Gerbrand Harkes (also Garbrand Herks, Harks, Harcks, etc.) (fl. 1538–1593) was a Dutch Protestant who became a bookseller and dealer in manuscripts in England.

==Life==
Harks was born around 1510 in the Low Countries. He was an early convert to Calvinism and in 1538 fled to Protestant England, where he settled as a bookseller at Bulkeley Hall, since incorporated into Oriel College, Oxford. At the beginning of Edward VI's reign he purchased many libraries from the suppressed monasteries, some of which subsequently entered the Bodleian Library. As early as 1551 he regularly supplied books to Magdalen College. In addition to his bookselling business he also sold stationery, becoming official stationer to the University, and in 1546 was licensed to sell wine as well.
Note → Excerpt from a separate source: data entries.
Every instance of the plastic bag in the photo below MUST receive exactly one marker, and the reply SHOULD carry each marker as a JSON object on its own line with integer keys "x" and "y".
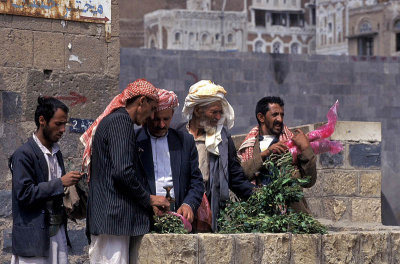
{"x": 324, "y": 131}
{"x": 318, "y": 147}
{"x": 186, "y": 223}
{"x": 203, "y": 218}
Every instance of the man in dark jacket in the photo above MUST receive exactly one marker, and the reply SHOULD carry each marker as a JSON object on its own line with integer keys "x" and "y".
{"x": 170, "y": 158}
{"x": 119, "y": 204}
{"x": 207, "y": 112}
{"x": 38, "y": 180}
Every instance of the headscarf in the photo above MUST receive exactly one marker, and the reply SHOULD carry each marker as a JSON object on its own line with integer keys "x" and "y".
{"x": 246, "y": 150}
{"x": 136, "y": 88}
{"x": 167, "y": 100}
{"x": 204, "y": 93}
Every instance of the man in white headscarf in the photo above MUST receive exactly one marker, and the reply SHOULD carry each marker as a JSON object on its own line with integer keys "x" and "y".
{"x": 208, "y": 112}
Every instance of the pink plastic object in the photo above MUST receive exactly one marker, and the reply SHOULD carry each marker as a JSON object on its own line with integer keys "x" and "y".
{"x": 186, "y": 223}
{"x": 318, "y": 147}
{"x": 324, "y": 131}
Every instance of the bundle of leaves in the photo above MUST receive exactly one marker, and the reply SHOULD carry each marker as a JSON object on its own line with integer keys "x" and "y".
{"x": 268, "y": 209}
{"x": 168, "y": 223}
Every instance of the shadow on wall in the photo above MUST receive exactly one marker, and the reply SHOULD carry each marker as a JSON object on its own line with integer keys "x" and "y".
{"x": 280, "y": 68}
{"x": 388, "y": 217}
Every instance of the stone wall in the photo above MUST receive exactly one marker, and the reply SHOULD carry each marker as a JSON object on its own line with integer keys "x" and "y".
{"x": 339, "y": 247}
{"x": 69, "y": 60}
{"x": 367, "y": 89}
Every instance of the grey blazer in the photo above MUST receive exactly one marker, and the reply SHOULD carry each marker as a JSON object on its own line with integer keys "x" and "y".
{"x": 30, "y": 192}
{"x": 119, "y": 201}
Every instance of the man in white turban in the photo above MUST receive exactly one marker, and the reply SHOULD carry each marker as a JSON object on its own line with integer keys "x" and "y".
{"x": 170, "y": 159}
{"x": 208, "y": 112}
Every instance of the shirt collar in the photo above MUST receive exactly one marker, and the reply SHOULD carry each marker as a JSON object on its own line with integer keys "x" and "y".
{"x": 153, "y": 137}
{"x": 54, "y": 148}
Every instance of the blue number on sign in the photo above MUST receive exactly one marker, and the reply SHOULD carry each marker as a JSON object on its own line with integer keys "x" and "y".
{"x": 79, "y": 125}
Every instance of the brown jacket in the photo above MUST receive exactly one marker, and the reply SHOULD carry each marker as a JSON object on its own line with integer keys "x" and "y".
{"x": 306, "y": 164}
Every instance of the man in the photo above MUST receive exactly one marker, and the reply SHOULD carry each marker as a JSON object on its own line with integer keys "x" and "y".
{"x": 170, "y": 158}
{"x": 119, "y": 205}
{"x": 207, "y": 111}
{"x": 269, "y": 137}
{"x": 38, "y": 180}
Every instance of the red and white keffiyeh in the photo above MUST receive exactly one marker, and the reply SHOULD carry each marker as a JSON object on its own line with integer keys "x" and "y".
{"x": 167, "y": 100}
{"x": 136, "y": 88}
{"x": 246, "y": 150}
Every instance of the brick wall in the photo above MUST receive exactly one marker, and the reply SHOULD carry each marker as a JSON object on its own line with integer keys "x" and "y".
{"x": 53, "y": 58}
{"x": 367, "y": 89}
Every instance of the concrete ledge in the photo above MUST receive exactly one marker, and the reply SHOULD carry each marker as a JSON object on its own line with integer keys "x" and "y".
{"x": 335, "y": 247}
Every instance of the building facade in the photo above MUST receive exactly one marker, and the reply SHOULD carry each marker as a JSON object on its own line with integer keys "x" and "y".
{"x": 281, "y": 26}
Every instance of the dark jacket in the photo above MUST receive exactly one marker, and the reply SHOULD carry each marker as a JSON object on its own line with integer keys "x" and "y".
{"x": 186, "y": 175}
{"x": 118, "y": 202}
{"x": 227, "y": 175}
{"x": 31, "y": 191}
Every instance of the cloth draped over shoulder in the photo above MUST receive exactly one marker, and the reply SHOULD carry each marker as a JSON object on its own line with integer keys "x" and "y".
{"x": 204, "y": 93}
{"x": 136, "y": 88}
{"x": 245, "y": 151}
{"x": 167, "y": 100}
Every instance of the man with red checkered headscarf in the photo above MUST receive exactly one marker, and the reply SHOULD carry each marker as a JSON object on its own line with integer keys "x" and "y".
{"x": 119, "y": 204}
{"x": 170, "y": 158}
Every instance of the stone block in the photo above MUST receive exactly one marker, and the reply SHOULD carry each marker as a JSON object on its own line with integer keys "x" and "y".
{"x": 340, "y": 183}
{"x": 327, "y": 160}
{"x": 275, "y": 248}
{"x": 115, "y": 20}
{"x": 5, "y": 203}
{"x": 166, "y": 249}
{"x": 370, "y": 184}
{"x": 76, "y": 27}
{"x": 315, "y": 206}
{"x": 113, "y": 67}
{"x": 374, "y": 247}
{"x": 335, "y": 209}
{"x": 7, "y": 241}
{"x": 87, "y": 54}
{"x": 13, "y": 79}
{"x": 48, "y": 50}
{"x": 365, "y": 155}
{"x": 357, "y": 131}
{"x": 16, "y": 48}
{"x": 11, "y": 107}
{"x": 395, "y": 246}
{"x": 340, "y": 248}
{"x": 32, "y": 23}
{"x": 305, "y": 249}
{"x": 366, "y": 210}
{"x": 215, "y": 248}
{"x": 247, "y": 248}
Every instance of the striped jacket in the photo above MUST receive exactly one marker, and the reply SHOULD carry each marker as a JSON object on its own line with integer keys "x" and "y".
{"x": 119, "y": 200}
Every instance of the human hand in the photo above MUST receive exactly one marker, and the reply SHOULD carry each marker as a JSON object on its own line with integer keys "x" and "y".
{"x": 300, "y": 140}
{"x": 277, "y": 148}
{"x": 187, "y": 212}
{"x": 71, "y": 178}
{"x": 160, "y": 202}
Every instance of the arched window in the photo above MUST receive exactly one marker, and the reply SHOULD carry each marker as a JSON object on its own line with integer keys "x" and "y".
{"x": 230, "y": 38}
{"x": 258, "y": 47}
{"x": 365, "y": 26}
{"x": 276, "y": 47}
{"x": 177, "y": 36}
{"x": 295, "y": 48}
{"x": 204, "y": 38}
{"x": 397, "y": 32}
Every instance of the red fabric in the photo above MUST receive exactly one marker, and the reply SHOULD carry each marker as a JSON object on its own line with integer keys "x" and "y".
{"x": 246, "y": 150}
{"x": 168, "y": 99}
{"x": 138, "y": 87}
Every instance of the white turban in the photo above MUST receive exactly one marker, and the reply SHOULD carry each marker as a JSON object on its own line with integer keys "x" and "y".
{"x": 204, "y": 93}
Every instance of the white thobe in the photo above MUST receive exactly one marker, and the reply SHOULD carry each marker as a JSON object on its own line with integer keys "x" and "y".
{"x": 58, "y": 251}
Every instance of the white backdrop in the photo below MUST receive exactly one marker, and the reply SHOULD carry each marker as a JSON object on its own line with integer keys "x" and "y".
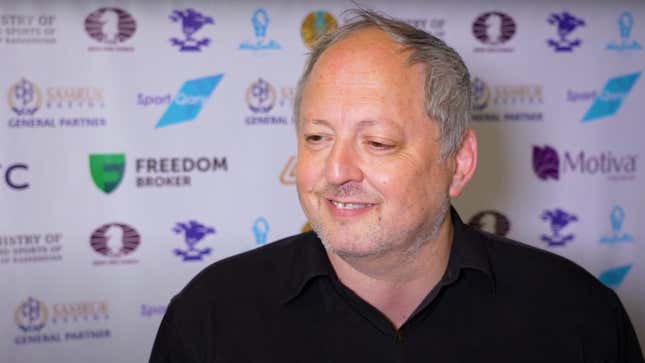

In 1556 Harkes's house was a meeting place for Protestants who, on account of the Marian Persecutions, worshipped in a cellar there.

In 1593, Harks was still alive, as he acquired five shops, two cellars, and two acres of meadow. His will, made on 5 August 1592, was proved on 3 May 1596.

==Family==
Harkes had a number of sons, some of whom carried on the bookselling business in the later years of the century.

- Richard Garbrand was admitted a bookseller at Oxford 5 December 1573, and was alive in 1590.
- Thomas, born in 1539, was probationary fellow of Magdalen College from 1557 to 1570 (B.A. 1558, M.A. 1562), and was senior proctor 1565–6.
- John Garbrand, born 1541/2, was a cleric and the literary executor of John Jewel.
- William, born in 1549, was also fellow of Magdalen from 1570 to 1577 (B.A. 1570, M.A. 1574), when he seems to have been suspended for insubordination.

Four members of the third generation of the same family are well known.

- Ambrose, born at Oxford in 1584, received the privileges of an Oxford citizen in 1601, and in 1616 was a chief officer of the London Stationers' Company.
- John, born in 1585, was a scholar of Winchester College in 1596, fellow of New College, Oxford, from 1606 to 1608 (B.A. in 1603–4, M.A. in 1608), and pursued the bookseller's trade at Oxford, dying about 1618, when his widow Martha remarried Christopher Rogers, principal of New Inn Hall.
- The eldest son of Richard was the Reverend Tobias Garbrand (1579-1638). A Demy of Magdalen in 1591, earning an M.A. and a B.D., he was elected a Fellow of the College in 1605 and Vice-President in 1618. In 1619 he became vicar of Findon in Sussex, a post he held for the rest of his life. His will was proved on 13 November 1638
- Richard's youngest son Nicholas Garbrand, born in 1600, was also at Magdalen. He was demy 1614–19, fellow from 1619 to 1639 (B.A. 1618, M.A. 1621, B.D. 1631); vicar of Washington, Sussex, 2 September 1638 to 1671, vicar of Patching, Sussex, 1660–71, prebendary of Chichester 1660–9.
- Susanna Garbrand, daughter of Richard, became the wife of the Rev. Thomas Hooker, founder of Connecticut.

As late as the end of the seventeenth century the family name was often written Garbrand, alias Herks.